Shulou(Shulou.com)06/02 Report--

This article is about how to use ssh port forwarding. Xiaobian thinks it is quite practical, so share it with everyone for reference. Let's follow Xiaobian and have a look.

1. Local port forwarding

First run on local host:

Case ssh -L local-port:target-host:target-port tunnel-host -N Case ssh -L 8080: www.example.com:80 root@wwww.example.com

-L is the identifier of local port forwarding

local-port Local port number

target-host

target-port target port number

tunnel-host as forwarding server

-N means only as a forward, do not log into the server

Local access to locahost:8080 is equivalent to remote access to www.example:com:80

Application scenarios:

Suppose the remote host deploys a server on port 9888, but the firewall does not open this port,

If you want to access this 9888 locally, you can use the above example to bypass the firewall for ssh access. If the remote host is foreign, you can also bind the remote host's 80 / 443 for scientific access.

2. remote port forwarding

First run on local host:

Case ssh -R remote-port:target-host:target-port tunnel-host -N Case ssh -R 8888:localhost:8080 root@wwww.example.com-N

-R is the identifier of remote port forwarding

remote-port Remote port number

target-host

target-port target port number

tunnel-host as forwarding server

-N means only as a forward, do not log into the server

Remote access to www.example:com:8888 is equivalent to local access to locahost:8080

Application scenarios:

If the local host deploys a server on port 9888, the remote host can use the above example if it wants to access the local 9888.

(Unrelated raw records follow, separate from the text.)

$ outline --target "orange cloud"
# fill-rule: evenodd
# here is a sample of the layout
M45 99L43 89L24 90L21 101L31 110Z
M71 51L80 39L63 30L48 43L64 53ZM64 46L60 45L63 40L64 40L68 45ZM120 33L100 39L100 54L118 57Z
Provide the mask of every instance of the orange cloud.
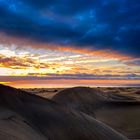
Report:
M50 50L58 50L58 51L64 51L64 52L73 52L73 53L82 53L82 54L89 54L92 56L98 56L98 57L105 57L105 58L114 58L118 60L131 60L134 59L132 56L128 56L125 54L121 54L117 51L111 50L111 49L105 49L105 50L97 50L97 49L90 49L90 48L78 48L76 46L69 46L69 45L56 45L56 44L48 44L48 43L38 43L33 42L28 39L21 39L18 37L9 37L4 34L0 34L0 42L2 44L16 44L17 49L18 48L26 48L31 47L34 49L50 49ZM94 48L94 47L93 47Z

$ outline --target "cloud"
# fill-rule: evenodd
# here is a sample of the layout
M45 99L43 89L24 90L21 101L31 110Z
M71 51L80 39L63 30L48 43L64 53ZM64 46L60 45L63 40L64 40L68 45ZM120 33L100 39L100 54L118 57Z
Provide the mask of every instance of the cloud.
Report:
M8 57L0 54L0 67L11 68L11 69L41 69L48 68L46 63L39 63L36 60L29 57Z
M0 32L33 42L139 57L139 0L0 1Z

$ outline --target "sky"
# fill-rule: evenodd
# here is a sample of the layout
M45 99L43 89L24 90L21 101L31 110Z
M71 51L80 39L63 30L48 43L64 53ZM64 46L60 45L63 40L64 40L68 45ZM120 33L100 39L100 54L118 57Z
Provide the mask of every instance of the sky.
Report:
M0 0L0 83L140 85L140 1Z

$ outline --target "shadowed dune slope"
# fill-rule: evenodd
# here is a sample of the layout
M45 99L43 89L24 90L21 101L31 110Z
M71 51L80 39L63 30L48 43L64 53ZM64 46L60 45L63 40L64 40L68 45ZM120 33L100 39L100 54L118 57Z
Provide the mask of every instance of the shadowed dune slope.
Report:
M91 115L130 139L140 139L140 101L133 97L75 87L60 91L52 100Z
M0 85L0 140L126 140L94 118Z

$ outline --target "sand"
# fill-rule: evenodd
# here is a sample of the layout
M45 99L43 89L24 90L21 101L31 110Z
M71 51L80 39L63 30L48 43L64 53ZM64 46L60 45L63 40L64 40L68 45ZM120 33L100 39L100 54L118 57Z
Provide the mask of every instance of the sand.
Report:
M92 116L0 85L0 140L127 140Z

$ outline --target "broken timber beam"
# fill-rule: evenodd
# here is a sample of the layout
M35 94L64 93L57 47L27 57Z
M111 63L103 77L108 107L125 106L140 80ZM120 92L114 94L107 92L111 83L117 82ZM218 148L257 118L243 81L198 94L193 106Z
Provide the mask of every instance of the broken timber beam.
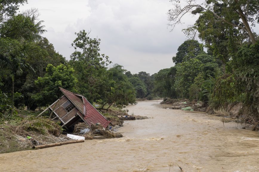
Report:
M54 102L54 103L53 103L52 104L52 105L50 105L50 106L49 106L48 107L48 108L47 108L47 109L45 109L45 110L44 110L44 111L42 111L42 112L41 112L41 113L40 113L38 115L38 116L37 116L37 117L38 117L39 116L40 116L41 115L41 114L42 114L42 113L44 113L44 112L45 112L46 111L47 111L47 110L49 108L50 108L50 107L51 106L52 106L52 105L54 105L54 104L55 104L55 103L56 103L56 102L57 102L58 101L58 100L59 100L59 99L58 99L58 100L56 101L56 102Z
M55 143L50 143L49 144L47 144L46 145L38 145L38 146L33 146L33 149L42 149L43 148L50 148L50 147L53 147L57 146L60 146L64 145L67 145L73 143L81 143L84 142L84 140L71 140L67 141L62 142Z

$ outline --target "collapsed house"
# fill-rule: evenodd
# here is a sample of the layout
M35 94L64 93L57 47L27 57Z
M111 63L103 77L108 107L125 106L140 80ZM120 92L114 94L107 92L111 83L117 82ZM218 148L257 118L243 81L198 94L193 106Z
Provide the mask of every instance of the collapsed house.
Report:
M98 123L104 128L110 127L109 121L90 103L85 97L59 87L64 94L38 116L49 110L50 118L59 121L62 127L73 129L75 124L85 122L90 127L92 124Z

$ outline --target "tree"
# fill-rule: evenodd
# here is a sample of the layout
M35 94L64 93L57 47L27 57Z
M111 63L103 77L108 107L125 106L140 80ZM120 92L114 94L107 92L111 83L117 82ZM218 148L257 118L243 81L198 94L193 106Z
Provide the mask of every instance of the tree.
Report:
M143 98L147 93L145 83L137 76L132 77L129 81L134 86L137 93L137 98Z
M21 14L13 16L3 23L0 29L0 37L11 38L21 42L33 40L37 28L29 17Z
M0 24L14 15L20 4L27 2L27 0L1 0L0 1Z
M176 93L173 86L176 74L176 68L175 67L160 70L155 75L154 91L160 97L176 98Z
M184 41L178 47L177 51L176 56L172 58L175 64L195 58L203 51L203 48L197 41L191 40Z
M186 14L202 13L203 11L212 14L222 22L230 26L238 28L246 32L253 44L256 42L255 35L252 31L249 22L254 26L259 22L259 2L257 0L238 1L238 0L212 0L206 1L201 4L197 4L195 0L188 0L183 5L179 0L171 0L173 7L168 13L169 20L172 22L170 25L173 29L175 25L181 23L183 17ZM219 15L215 11L214 7L218 4L222 5ZM242 22L240 21L241 19Z
M189 98L188 89L194 83L195 77L201 72L201 61L194 58L176 66L177 72L174 87L179 98Z
M100 54L99 45L101 40L91 38L89 37L90 32L87 33L84 30L75 33L77 37L71 45L75 51L70 58L72 60L83 61L88 67L95 68L107 66L111 63L109 57L104 54ZM78 49L80 51L77 50Z
M34 24L34 27L37 30L37 31L33 33L33 39L36 42L43 40L44 38L41 35L47 31L44 29L45 27L45 25L41 24L44 21L43 20L39 20L38 19L38 17L39 15L38 9L32 8L24 12L22 14L25 17L30 18L31 22Z
M21 47L18 42L10 39L0 38L0 65L11 71L12 102L11 116L13 114L14 98L14 79L16 75L21 76L24 70L34 72L25 61Z
M99 101L102 109L106 105L123 108L129 104L136 103L135 92L132 85L124 73L126 70L123 67L115 64L107 71L106 86L104 87L103 94Z
M72 92L77 92L75 86L77 80L74 75L74 71L73 68L63 64L56 67L48 64L44 77L38 77L35 81L40 91L32 96L32 98L38 105L45 106L61 96L62 93L59 87Z

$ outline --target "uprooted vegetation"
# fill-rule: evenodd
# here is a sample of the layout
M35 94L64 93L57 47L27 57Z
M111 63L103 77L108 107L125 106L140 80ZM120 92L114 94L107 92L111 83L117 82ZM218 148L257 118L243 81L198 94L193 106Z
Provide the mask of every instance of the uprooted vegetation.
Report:
M58 123L44 117L28 116L0 121L0 153L31 149L33 145L66 141Z
M171 105L165 108L172 109L202 111L205 111L206 110L206 106L202 102L197 100L190 101L186 99L168 99L162 102L161 103Z
M89 129L89 130L86 132L82 132L86 129ZM99 136L104 136L101 138L112 138L123 137L120 133L115 133L110 130L105 130L101 125L92 124L90 126L89 126L84 123L76 124L73 133L73 134L84 137L85 140L92 140L95 138L95 137ZM98 139L98 137L96 138Z
M221 120L223 123L234 121L241 124L243 126L243 128L252 126L252 130L259 130L259 119L255 116L249 114L248 108L241 103L225 103L217 108L213 108L201 102L190 101L186 99L168 99L161 103L169 105L164 108L206 112L222 117Z

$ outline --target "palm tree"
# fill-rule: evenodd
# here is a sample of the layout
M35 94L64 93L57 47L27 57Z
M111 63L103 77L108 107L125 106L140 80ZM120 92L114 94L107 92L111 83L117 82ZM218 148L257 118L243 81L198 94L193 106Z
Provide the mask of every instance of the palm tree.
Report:
M0 66L3 68L9 69L12 71L12 111L11 116L13 114L14 96L14 77L16 75L21 76L24 70L35 72L34 69L28 63L21 57L11 54L10 58L0 54Z
M43 40L44 37L41 35L47 31L47 30L44 29L45 26L41 25L44 22L44 20L41 20L37 22L38 20L38 17L40 15L38 9L32 8L24 12L22 14L24 16L29 18L31 21L34 24L34 27L37 31L32 33L33 38L34 40L38 41Z
M43 28L45 27L45 26L41 25L41 23L44 22L44 21L41 20L36 23L36 15L33 14L30 18L30 19L32 22L34 23L34 26L37 31L36 33L33 33L33 38L35 41L38 41L43 40L44 38L41 36L41 35L47 31L47 30L43 29Z

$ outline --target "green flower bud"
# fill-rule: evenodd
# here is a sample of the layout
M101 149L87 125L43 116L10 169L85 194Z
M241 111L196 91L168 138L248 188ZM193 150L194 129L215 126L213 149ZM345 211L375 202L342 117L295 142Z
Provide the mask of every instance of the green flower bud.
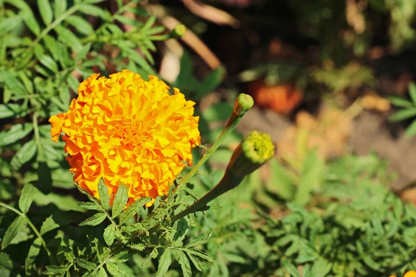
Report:
M227 170L239 177L248 175L273 157L275 148L270 135L253 131L236 148Z

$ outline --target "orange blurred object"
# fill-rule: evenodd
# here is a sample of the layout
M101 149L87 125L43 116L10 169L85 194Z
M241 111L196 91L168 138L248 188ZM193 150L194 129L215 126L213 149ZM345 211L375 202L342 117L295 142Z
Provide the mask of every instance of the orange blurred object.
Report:
M268 86L259 80L250 83L248 89L254 105L279 114L290 113L303 98L302 91L291 83Z

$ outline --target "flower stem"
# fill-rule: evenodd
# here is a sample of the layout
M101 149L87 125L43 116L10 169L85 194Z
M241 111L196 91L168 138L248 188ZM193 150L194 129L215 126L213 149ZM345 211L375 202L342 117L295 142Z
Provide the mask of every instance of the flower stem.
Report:
M40 234L39 231L37 231L37 229L36 229L35 225L33 225L33 224L32 223L31 220L29 220L29 217L28 217L24 213L20 212L19 210L12 207L10 205L8 205L7 204L3 203L1 201L0 201L0 206L3 206L3 207L8 208L9 210L15 212L19 216L22 217L26 221L26 222L28 223L28 224L29 225L31 229L33 231L33 232L35 233L36 236L40 240L42 245L43 246L44 249L46 251L46 253L48 254L48 258L49 258L49 262L51 262L51 263L53 265L53 258L52 257L52 255L51 254L51 252L49 251L49 249L48 249L48 247L46 247L46 243L45 242L45 240L44 240L43 237L42 236L42 235Z

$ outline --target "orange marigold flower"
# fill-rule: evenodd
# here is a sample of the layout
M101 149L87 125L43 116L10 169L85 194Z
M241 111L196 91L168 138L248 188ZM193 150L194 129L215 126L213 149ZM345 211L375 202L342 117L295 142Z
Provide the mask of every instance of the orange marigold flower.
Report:
M129 188L128 205L163 195L185 162L191 166L191 150L200 144L195 102L177 89L171 95L155 76L146 82L123 70L98 77L80 84L69 110L49 119L54 141L65 133L73 181L97 198L101 177L110 195L123 182Z

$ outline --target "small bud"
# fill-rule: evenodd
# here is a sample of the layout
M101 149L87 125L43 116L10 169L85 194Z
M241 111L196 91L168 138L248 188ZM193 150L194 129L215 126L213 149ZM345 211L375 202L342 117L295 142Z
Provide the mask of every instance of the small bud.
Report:
M254 105L252 97L248 94L240 93L234 104L234 111L239 116L242 116L250 109Z
M172 37L178 39L185 35L187 31L188 28L184 24L177 24L172 31Z
M270 160L275 154L275 148L270 135L253 131L236 148L227 170L244 177Z

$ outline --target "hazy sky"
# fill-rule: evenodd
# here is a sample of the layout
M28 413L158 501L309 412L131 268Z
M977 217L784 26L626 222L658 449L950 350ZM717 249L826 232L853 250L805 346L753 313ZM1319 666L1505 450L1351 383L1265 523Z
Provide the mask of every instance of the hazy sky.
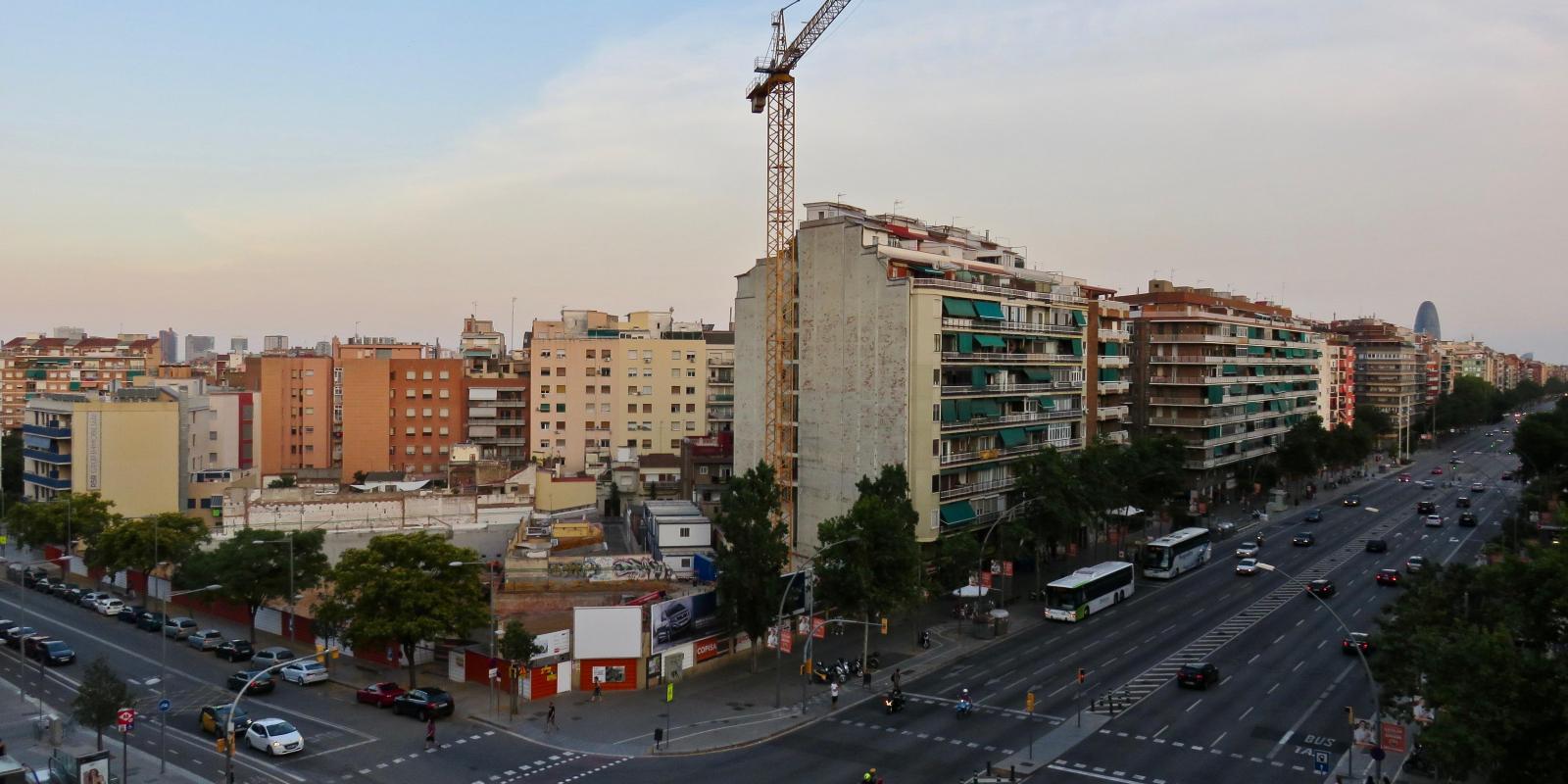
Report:
M723 325L776 2L11 3L0 332ZM1560 0L855 0L797 77L801 201L1568 362Z

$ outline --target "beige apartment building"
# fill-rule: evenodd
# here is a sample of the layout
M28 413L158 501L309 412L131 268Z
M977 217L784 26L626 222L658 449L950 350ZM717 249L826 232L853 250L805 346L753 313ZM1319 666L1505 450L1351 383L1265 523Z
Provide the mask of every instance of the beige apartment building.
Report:
M701 323L668 310L561 310L533 321L530 354L536 459L597 472L612 459L679 455L682 437L707 433Z

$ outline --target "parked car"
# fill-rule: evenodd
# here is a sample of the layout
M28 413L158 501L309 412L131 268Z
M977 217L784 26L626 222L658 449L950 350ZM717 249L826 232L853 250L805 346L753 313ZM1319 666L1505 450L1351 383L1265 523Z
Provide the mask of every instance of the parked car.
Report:
M370 684L359 691L354 691L356 702L368 702L376 707L387 707L403 693L403 687L394 684L392 681L383 681L379 684Z
M251 748L265 751L268 756L293 754L304 748L304 737L299 735L299 731L281 718L251 721L245 731L245 740L251 743Z
M295 662L281 670L284 681L299 685L320 684L326 681L326 665L321 662Z
M251 682L251 677L256 677L256 681ZM251 687L245 688L245 684L248 682L251 684ZM260 670L241 670L229 676L229 681L226 681L224 684L229 687L229 691L238 691L245 688L245 693L248 695L265 695L271 691L273 687L278 685L273 682L271 673L263 673Z
M1195 665L1182 665L1182 668L1176 671L1176 685L1178 687L1192 687L1192 688L1204 688L1204 690L1207 690L1210 685L1215 685L1218 682L1220 682L1220 668L1214 666L1209 662L1200 662L1200 663L1195 663Z
M163 637L172 640L185 640L187 637L196 633L196 619L176 616L163 621Z
M224 640L218 644L218 659L224 662L246 662L254 652L249 640Z
M299 659L299 655L284 646L263 648L251 654L251 663L254 663L257 670L267 670L268 666L281 665L290 659Z
M207 706L201 709L201 731L209 735L221 732L220 728L229 723L229 704ZM251 715L243 707L234 710L234 734L240 735L251 726Z
M416 715L419 718L450 717L456 710L458 701L452 699L442 688L423 687L392 698L392 712L397 715Z

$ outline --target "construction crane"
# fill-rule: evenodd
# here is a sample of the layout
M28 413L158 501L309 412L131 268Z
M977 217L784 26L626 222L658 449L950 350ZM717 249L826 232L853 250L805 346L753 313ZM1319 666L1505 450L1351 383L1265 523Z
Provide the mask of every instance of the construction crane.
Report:
M825 0L812 14L795 41L784 34L784 11L800 0L792 0L773 14L771 45L765 56L757 58L756 72L762 74L751 83L746 99L751 113L768 114L768 290L764 350L764 414L762 459L773 466L782 489L779 519L784 522L790 547L795 538L795 77L790 74L806 50L815 44L828 25L844 11L850 0Z

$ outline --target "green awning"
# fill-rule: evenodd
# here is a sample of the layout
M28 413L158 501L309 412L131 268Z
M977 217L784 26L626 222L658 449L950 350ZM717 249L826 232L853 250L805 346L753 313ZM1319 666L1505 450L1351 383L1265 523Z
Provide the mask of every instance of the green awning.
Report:
M944 525L958 525L975 519L975 508L967 500L955 500L942 505L941 516Z
M960 299L956 296L942 298L942 314L955 318L974 318L975 303L974 299Z

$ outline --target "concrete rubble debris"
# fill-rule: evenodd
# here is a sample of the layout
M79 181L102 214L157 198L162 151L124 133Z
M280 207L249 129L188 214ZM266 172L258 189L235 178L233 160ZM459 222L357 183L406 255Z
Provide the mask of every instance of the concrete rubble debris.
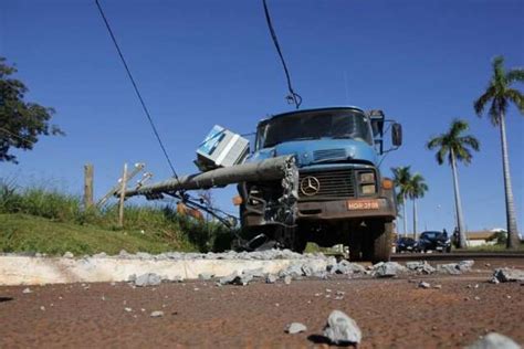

3. Dynamic port forwarding (SOCKS5) format ssh -D local-port tunnel-host -N case ssh -D 7999 root@wwww.example.com-N

-D is the identifier of local port forwarding

local-port Local port number

tunnel-host as forwarding server

-N means only as a forward, do not log into the server

Note that this forwarding uses SOCKS5 protocol and cannot be accessed directly like local/remote port forwarding

We have to convert http requests to SOCKS5 to forward them. Here are the request use cases

curl -x socks5://localhost:7999 https://www.baidu.comcurl -x socks5://localhost:7999 https://www.weibo.com

Visiting socks5://localhost:7999 https://www.baidu.com locally is equivalent to having the remote server www.example.com visit https://www.weibo.com https://www.baidu.com

You can also set Socks5 proxy binding 7999 through the browser, at this time browsing any website will go to this proxy, and then this proxy will ask the remote machine request and return the request result to Socks5 proxy and then return to the browser.

Application scenarios:

If your server is foreign, then local access to foreign links is equivalent to scientific access. Support proxy qq data, so that no network host into a network.

4. What is the difference between local port forwarding and dynamic port forwarding?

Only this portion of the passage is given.